Alhasil mereka berhimpitan di balik pintu. Jika itu adalah keadaan normal, maka jantung Jefri akan meledak saking gugupnya. Hanya saja, keadaan sedang begitu genting dan bergerak sedikit saja bisa membuat persembunyian mereka ketahuan. Karena itu, dia menutup mulut Anya agar tak menerima protes sedangkan tangan satunya memegang pintu dari dalam.

Mata Anya bergerak takut dan gelisah. Jefri pun berdebar takut. Dia tak punya rencana lain selain bersembunyi di balik pintu ini.

"HARG! HARGH!" Mahkluk itu sudah masuk dan melewati makanan yang tercecer. Suara bungkus makanan yang meletus ketika terinjak membuat kedua mahkluk yang berada di dalam toko lebih agresif.

"HARGH! HARGH! HARGH!!!!"

Mahkluk yang buta itupun mendatangi dan bersuara agresif. Mereka mengendus makanan ringan yang meletus tadi. Setelah tahu kalau itu bukan manusia, mereka berpencar sembari mengendus.

Mahkluk buta itu menuju ke arah Jefri dan Anya. Suara mahkluk itu membuat Anya semakin ketakutan, matanya melotot dan bergerak sangat gelisah. Dia sangat takut akan ketahuan, keringat mulai muncul di wajahnya. Jefri harus melakukan sesuatu, kalau tidak mereka akan jadi santapan dua mahkluk itu.

Jefri memberikan kode diam ke Anya setelah menarik tangannya dari bibir Anya. Dengan perlahan ia mengambil satu bungkus roti yang berada di dekatnya dan melempar roti itu menjauhi mereka. Sontak dua mahkluk itu mengikuti arah suara roti itu jatuh.

Itulah kesempatan mereka berdua untuk kabur. Jefri menarik Anya keluar dan menutup pintu. Saat itu, ia melihat apa yang mereka cari yaitu solar. Dalam botol itu, tertulis kata solar di sana, dengan segera Jefri masuk kembali dan mengambil botol itu.

Kedua mahkluk itu mendengar langkah Jefri, mereka langsung berbalik. Jefri berhasil mengambil botol dan menutup pintu kembali tepat waktu. Mahkluk itu menabrak pintu dengan kencang.

"BRUAK!"

Jefri kesusahan menahan pintu, ia mencoba mencari cara untuk membuat pintu itu bertahan.

"Anya! Kayu itu Anya!" serunya meminta Anya mengambil kayu kecil bekas patahan rak.

Anya mengambil dan memberikan dengan cepat. Jefri menarik slot kunci dan menggemboknya dengan kayu itu. Sayangnya, kayu itu terlalu besar.

"Cari lagi Nya!" titah Jefri dengan cepat sembari menahan pintu yang diserang dari dalam.

Anya panik, dia ke sana kemari mencari kayu dan kembali membawa kayu-kayu kecil.
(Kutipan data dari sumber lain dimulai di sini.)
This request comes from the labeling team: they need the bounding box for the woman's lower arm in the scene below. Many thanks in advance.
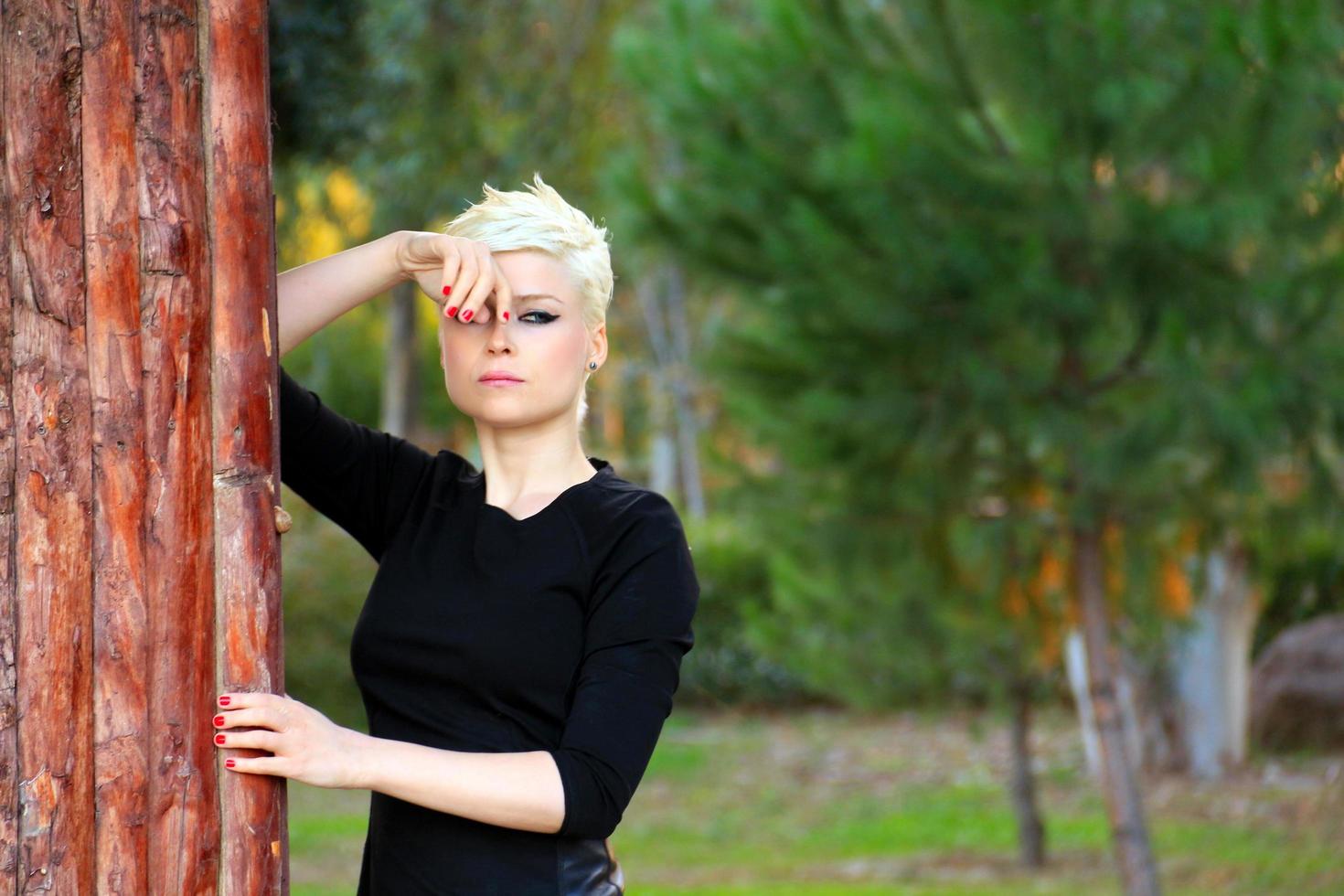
[355,736,564,834]
[275,231,409,357]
Semua di coba Jefri, hingga yang terakhir cukup mampu menahan slot itu agar tak terbuka. Setelah berhasil, mereka lari menuju mobil.
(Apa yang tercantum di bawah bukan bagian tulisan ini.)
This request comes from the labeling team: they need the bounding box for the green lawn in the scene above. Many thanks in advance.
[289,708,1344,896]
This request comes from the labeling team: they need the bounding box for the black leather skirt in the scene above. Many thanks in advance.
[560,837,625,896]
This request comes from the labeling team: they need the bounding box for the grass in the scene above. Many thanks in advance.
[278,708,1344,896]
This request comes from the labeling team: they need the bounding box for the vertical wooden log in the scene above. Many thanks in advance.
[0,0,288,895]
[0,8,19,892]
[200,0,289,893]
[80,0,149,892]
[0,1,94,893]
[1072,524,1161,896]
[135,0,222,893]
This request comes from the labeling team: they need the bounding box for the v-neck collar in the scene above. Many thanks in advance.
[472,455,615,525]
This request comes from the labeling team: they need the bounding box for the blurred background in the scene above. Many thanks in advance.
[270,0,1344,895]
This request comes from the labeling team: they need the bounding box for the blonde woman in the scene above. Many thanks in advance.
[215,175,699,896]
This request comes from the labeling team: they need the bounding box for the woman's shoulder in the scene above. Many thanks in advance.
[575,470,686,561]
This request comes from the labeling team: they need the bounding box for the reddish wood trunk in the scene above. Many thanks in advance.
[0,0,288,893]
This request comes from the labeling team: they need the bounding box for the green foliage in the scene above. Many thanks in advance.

Ketika mereka berdua berhasil lolos, ada dua orang yang masih terjebak di dalam parit. Indro sudah puas mengamati mahkluk itu, saatnya menyusun rencana untuk keluar dari sana.

Dia merasa kalau mahkluk itu tertarik akan suara, karena setelah ia mengeluarkan suara tadi, mahkluk itu baru bergerak dan mengikuti arah suaranya. Karena itu, ia akan mencoba melempar bekas kaleng biskuit yang sudah teredam oleh tanah yang mengering.

Boni menatapnya bingung kala melihat Indro mulai menggali tanah.

"Bantuin," pinta Indro tanpa kata.

Boni mengernyit, ia tak mengerti. Indro menjelaskan dengan sabar. Dia memberitahu rencananya untuk membuang kaleng itu di jalan raya agar suaranya terdengar para mahkluk itu dan mereka bisa kabur dengan bahasa tubuh.

Boni ber-oh ria tanpa suara. Indro mencubit bahu Boni sedikit kesal.

"CEPAT! BANTUIN!" serunya tanpa suara.

Boni meringis sakit, dia segera membantu mengorek tanah kering yang merendam sebagian tubuh kaleng biskuit itu. Indro memberi kode untuk melakukan secara perlahan agar tak terdengar para mahkluk itu. Boni mengerti dan mulai mengorek dengan perlahan.

Setelah beberapa lama, tangan Boni terlihat kemerahan namun usaha mereka berdua berhasil. Indro langsung melempar kaleng itu sejauh mungkin.

"BRANG! BRANG! BRANG!" Suara kaleng itu sangat nyaring dan membuat para mahkluk yang sensitif akan suara itu teralihkan.

Di kejauhan, Anya yang sudah berada di dekat mobil mendengar suara itu langsung menatap jalan raya dengan takut. Dia terlihat sangat cemas dan gelisah.

"Ayahhh, kamu di mana?" gumamnya dengan mata yang sudah berkaca-kaca.